Want to feel better about yourself? Confident that your moral compass is pointed in the right direction? May I introduce you to a very interesting corner of the internet: the ‘Am I The A**hole?’ community.
f you haven’t yet had the pleasure, here’s a quick intro. On discussion website Reddit, people take to a subreddit entitled Am I The A**hole? (AITA) in which they bring personal conundrums to a wider audience.
Mostly, these people want to relieve themselves of guilt after some wrongdoing. Other times, they fully believe themselves to be in the right.
There’s not a soap opera in the land that can touch it.

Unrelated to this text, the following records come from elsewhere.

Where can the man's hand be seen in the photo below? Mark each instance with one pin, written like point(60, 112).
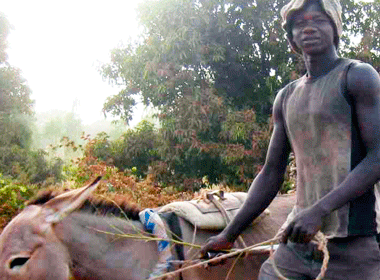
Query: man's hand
point(304, 226)
point(216, 244)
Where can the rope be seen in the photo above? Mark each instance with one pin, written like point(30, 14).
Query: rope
point(321, 240)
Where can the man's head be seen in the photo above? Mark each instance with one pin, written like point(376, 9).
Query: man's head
point(331, 8)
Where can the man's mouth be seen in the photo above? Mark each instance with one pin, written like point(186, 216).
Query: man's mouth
point(310, 40)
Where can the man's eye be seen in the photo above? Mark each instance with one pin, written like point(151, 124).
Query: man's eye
point(320, 20)
point(299, 23)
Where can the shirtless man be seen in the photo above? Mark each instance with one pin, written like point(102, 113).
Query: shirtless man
point(330, 118)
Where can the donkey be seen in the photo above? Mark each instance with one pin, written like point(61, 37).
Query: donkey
point(58, 240)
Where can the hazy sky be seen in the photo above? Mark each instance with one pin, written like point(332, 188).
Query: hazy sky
point(59, 44)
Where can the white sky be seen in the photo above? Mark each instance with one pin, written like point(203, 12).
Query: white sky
point(59, 44)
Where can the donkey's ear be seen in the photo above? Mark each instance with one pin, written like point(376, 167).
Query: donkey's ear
point(62, 205)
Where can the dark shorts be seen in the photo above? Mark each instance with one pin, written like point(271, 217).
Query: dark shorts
point(350, 258)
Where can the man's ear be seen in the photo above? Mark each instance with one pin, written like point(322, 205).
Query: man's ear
point(293, 45)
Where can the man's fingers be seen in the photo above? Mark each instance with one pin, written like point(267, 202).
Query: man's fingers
point(287, 232)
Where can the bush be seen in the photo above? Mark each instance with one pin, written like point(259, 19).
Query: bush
point(12, 198)
point(29, 166)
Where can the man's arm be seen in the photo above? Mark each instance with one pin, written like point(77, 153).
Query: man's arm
point(263, 189)
point(363, 84)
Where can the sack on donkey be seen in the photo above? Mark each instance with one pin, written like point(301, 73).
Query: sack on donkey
point(204, 214)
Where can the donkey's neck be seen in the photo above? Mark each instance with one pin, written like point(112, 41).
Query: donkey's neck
point(97, 253)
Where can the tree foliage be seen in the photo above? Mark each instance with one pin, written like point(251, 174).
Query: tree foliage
point(212, 69)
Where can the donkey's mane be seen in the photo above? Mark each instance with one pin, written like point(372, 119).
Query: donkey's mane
point(118, 207)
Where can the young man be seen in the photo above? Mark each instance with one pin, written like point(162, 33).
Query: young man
point(330, 118)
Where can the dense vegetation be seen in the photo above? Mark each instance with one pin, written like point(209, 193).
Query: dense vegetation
point(209, 68)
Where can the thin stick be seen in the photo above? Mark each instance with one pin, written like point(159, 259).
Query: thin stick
point(236, 252)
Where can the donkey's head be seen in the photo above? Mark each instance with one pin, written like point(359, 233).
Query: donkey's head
point(29, 247)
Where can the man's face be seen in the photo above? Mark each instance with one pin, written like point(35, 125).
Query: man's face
point(312, 30)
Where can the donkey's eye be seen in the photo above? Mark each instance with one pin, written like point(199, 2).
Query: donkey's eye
point(18, 262)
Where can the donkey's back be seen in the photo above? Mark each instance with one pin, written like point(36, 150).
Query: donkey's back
point(53, 241)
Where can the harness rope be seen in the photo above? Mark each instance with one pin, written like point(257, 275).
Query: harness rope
point(154, 224)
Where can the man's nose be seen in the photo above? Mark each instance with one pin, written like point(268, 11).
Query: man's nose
point(309, 29)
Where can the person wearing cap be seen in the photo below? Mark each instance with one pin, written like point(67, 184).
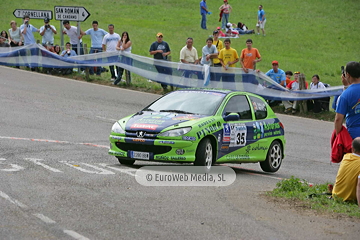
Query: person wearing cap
point(248, 58)
point(203, 12)
point(109, 44)
point(221, 33)
point(277, 74)
point(15, 36)
point(219, 45)
point(225, 11)
point(228, 57)
point(261, 20)
point(47, 32)
point(71, 31)
point(97, 34)
point(27, 31)
point(161, 50)
point(293, 85)
point(348, 174)
point(189, 55)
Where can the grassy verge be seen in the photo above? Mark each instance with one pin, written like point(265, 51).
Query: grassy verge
point(294, 189)
point(325, 116)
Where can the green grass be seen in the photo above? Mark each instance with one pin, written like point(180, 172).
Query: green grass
point(307, 36)
point(295, 189)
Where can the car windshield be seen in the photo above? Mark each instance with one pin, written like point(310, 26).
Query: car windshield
point(189, 102)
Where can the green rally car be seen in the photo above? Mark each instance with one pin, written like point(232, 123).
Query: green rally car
point(203, 127)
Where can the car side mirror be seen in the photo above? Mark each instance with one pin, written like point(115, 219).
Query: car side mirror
point(232, 117)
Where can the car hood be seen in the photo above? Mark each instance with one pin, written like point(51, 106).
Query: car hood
point(155, 122)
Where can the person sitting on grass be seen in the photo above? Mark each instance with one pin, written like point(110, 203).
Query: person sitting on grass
point(348, 173)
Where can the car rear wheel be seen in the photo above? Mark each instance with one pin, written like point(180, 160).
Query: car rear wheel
point(125, 161)
point(204, 154)
point(273, 159)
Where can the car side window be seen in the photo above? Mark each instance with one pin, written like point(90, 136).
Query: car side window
point(238, 104)
point(259, 106)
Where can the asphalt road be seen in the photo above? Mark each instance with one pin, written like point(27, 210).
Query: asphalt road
point(58, 182)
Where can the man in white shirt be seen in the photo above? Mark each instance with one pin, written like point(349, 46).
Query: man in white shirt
point(97, 34)
point(109, 43)
point(47, 32)
point(188, 55)
point(71, 31)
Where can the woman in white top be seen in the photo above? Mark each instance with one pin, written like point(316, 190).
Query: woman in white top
point(15, 36)
point(319, 104)
point(124, 44)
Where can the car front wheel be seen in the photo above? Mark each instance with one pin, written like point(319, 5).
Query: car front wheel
point(125, 161)
point(204, 154)
point(273, 158)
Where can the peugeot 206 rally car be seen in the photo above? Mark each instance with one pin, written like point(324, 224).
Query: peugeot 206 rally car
point(203, 127)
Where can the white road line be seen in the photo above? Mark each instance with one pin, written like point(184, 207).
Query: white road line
point(109, 119)
point(54, 141)
point(75, 235)
point(127, 171)
point(37, 162)
point(14, 167)
point(44, 218)
point(76, 166)
point(14, 201)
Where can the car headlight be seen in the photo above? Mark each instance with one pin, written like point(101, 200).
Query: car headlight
point(175, 132)
point(116, 128)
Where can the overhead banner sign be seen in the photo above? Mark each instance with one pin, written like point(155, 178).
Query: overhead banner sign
point(71, 13)
point(37, 14)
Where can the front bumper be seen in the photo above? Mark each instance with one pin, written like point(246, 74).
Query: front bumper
point(167, 150)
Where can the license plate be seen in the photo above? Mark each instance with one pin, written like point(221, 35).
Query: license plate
point(140, 155)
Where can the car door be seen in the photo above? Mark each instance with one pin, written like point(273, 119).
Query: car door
point(236, 135)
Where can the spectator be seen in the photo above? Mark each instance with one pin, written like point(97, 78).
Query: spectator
point(288, 75)
point(209, 52)
point(248, 59)
point(243, 29)
point(47, 32)
point(27, 31)
point(277, 74)
point(225, 11)
point(57, 49)
point(249, 56)
point(124, 45)
point(3, 43)
point(15, 36)
point(216, 62)
point(319, 104)
point(188, 55)
point(5, 36)
point(348, 104)
point(109, 43)
point(228, 57)
point(97, 34)
point(347, 176)
point(68, 52)
point(261, 20)
point(71, 31)
point(161, 50)
point(290, 107)
point(230, 31)
point(203, 12)
point(221, 34)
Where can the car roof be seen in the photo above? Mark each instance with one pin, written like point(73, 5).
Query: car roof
point(225, 91)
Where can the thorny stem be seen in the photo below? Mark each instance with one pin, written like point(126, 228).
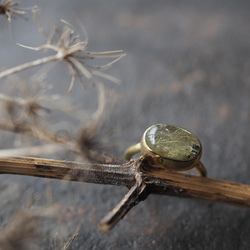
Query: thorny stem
point(142, 179)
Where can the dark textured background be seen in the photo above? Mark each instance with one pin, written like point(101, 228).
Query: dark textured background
point(187, 64)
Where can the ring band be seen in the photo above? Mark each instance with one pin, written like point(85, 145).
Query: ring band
point(171, 147)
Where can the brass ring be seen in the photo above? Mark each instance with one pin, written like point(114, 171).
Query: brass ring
point(171, 147)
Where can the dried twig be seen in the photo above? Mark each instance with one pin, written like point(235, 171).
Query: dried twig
point(72, 50)
point(139, 175)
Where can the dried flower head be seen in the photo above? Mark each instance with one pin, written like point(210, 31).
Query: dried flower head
point(72, 50)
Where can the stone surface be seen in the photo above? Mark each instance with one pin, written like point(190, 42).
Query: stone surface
point(172, 142)
point(187, 64)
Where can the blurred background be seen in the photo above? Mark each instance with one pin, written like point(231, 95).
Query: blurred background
point(187, 64)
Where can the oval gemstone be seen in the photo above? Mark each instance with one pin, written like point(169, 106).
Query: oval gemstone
point(172, 142)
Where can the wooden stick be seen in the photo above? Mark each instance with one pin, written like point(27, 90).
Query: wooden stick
point(141, 179)
point(71, 171)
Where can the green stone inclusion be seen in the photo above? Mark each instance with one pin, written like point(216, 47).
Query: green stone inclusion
point(172, 142)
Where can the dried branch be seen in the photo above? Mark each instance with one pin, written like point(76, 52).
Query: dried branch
point(138, 175)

Among the more recent questions asked on the site are: “AITA for taking my friend to court after she kicked me out of her bridal party for cutting my hair?”; “AITA for putting jalapenos on my pizza so my girlfriend won’t eat it?”; “AITA for breaking up with him because of his job?”; “AITA for getting engaged a week before my sister’s wedding and wanting to use the family event to discuss my own plans?”; “AITA for working 100 hours a week and complaining about helping my wife with our newborn baby?”

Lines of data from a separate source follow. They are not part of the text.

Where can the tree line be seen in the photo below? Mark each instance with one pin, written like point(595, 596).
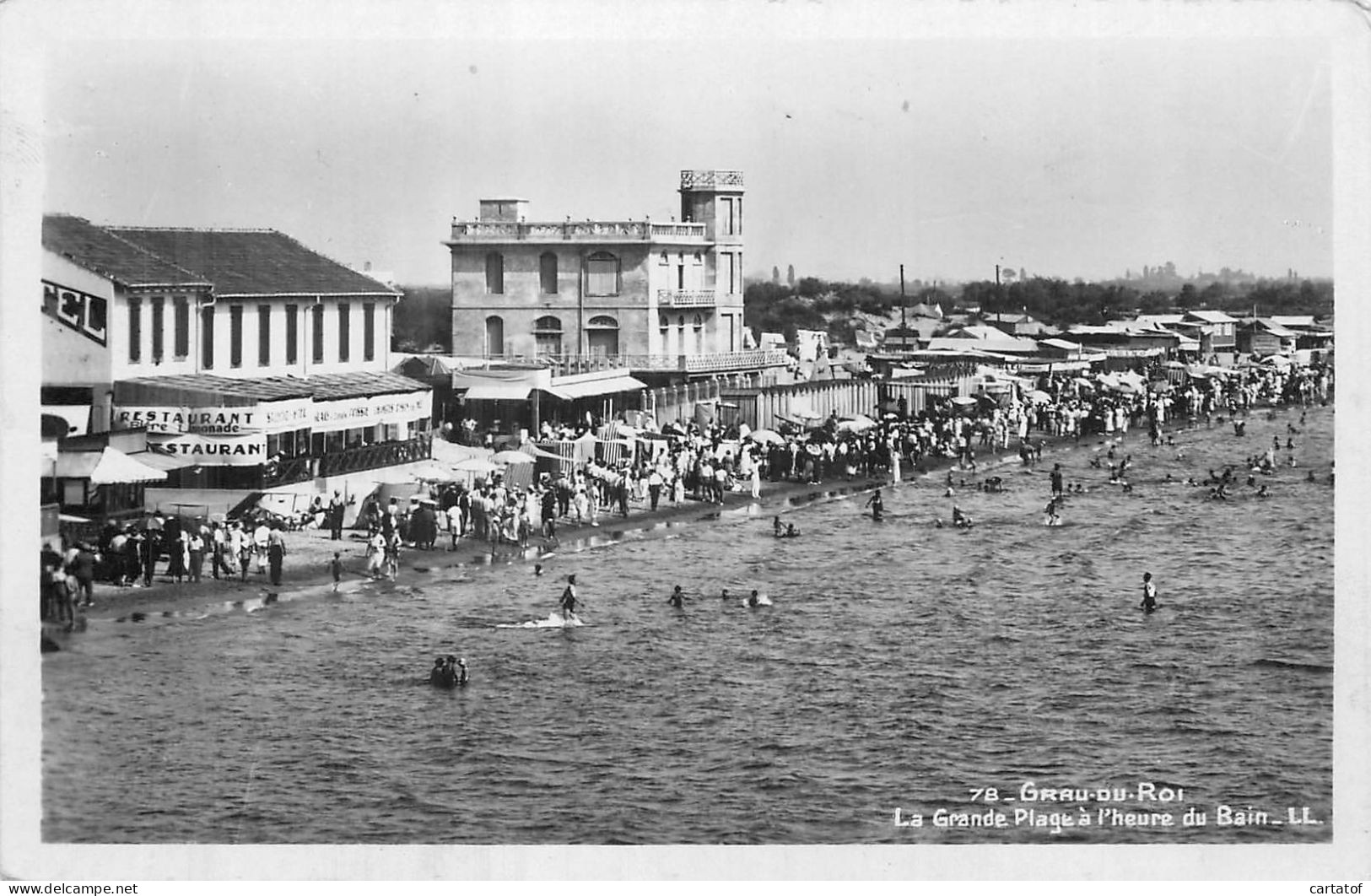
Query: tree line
point(816, 305)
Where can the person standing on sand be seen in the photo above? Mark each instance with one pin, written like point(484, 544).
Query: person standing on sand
point(246, 558)
point(219, 544)
point(197, 547)
point(336, 517)
point(261, 538)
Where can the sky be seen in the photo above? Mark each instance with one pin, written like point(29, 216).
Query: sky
point(947, 140)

More recently, a man wondered if he was wrong to donate sperm to his asexual female friend, who is now pregnant with twins, and whether he should let his wife know.
It is ultimately up to the readers to pass judgment on who might be in the right, but if you’re asking the question, there’s a very good chance you already know the answer.
“This subreddit is here for the submitter to discover what everyone else thinks of the ethics or mores of a situation,” the site header warns.
“It is not here to draw people into an argument you want to have, or to defend your position. If people start saying you were the a**hole, do not take that as an invitation to debate them on the subject… accept the judgment and move on.” There are two verdicts, one of which the original poster must accept: You’re The A**hole (YTA) or Not The A**hole (NTA).
Yet, as we know all too well, folks on the internet love a spot of judgment and shaming. AITA is a modern-day equivalent of ye olde village stocks, where we can throw metaphorical tomatoes, as well as gorge on the tribulations of others.
Being able to make a public judgment call on a site that calls itself “a catharsis for the frustrated moral philosopher in all of us” — what’s not to like about that? With around 1.2 million subscribers poring over 800 new posts a day, you can be assured that things can get fairly heated.
Such is the site’s popularity that a podcast (aitapod.com) has surfaced.
The sanctimonious energy is high on AITA, which makes me think of an old saying: ‘Let he that is without sin cast the first stone’. Because if you’ve lived any significant amount of time on this planet, you have been, at one time or another, The A**hole.
I’ve lost count of the number of times I’ve been a truly terrible person, and I certainly don’t need a peanut gallery of anonymous arbiters telling me so. Recalling even a portion of the ways I’ve been a terrible person gives me the major ‘ick’. I’ve said horrible things about friends behind their backs. I’ve fallen out with them and revelled in the high drama. I’ve lied in job interviews. I’ve treated former partners badly. I’ve pulled the ladder up after myself professionally. I’ve passed on opportunities to do favours for people.
Or worse, I’ve done favours with the expectation of a pay-off down the line. I’ve written negative things about people in the national press, simply because an editor paid me to. I came of age as a writer in the Noughties, when showbiz journalism, with its ringed cellulite pieces in Heat magazine, was of a particularly cruel flavour. I’ve confused cruelty for a sharp wit.
I’ve been the kind of person who prided myself on being a firebrand truth teller, or stern giver of advice, with no time for social niceties. “You’re thinking it, but I’m saying it” was something I was overly fond of saying. But the thing is, social niceties exist for a damn good reason. What was all that about? Much of it was the simple idiocy of youth; of not knowing who I was yet. I gained ground by being the loudest, most shocking person in the room — something that’s almost impossible to do without coming off like an a**hole. I also realised that pretty much 99% of these actions came from a place of pain, or insecurity, or hurt.
And when you think about it, most awful human behaviour (the internet troll, the serial cheater, the bigot) has a similar origin story.
We’d all do well to remember how much of an a**hole we’ve been in the past before calling other people out on their nefarious ways.
I get it. Passing up an opportunity to be morally superior is hard, especially if, as is the case on the AITA subreddit, people are actively encouraging it. But it’s worth remembering that judging others doesn’t exactly cover you in glory, either.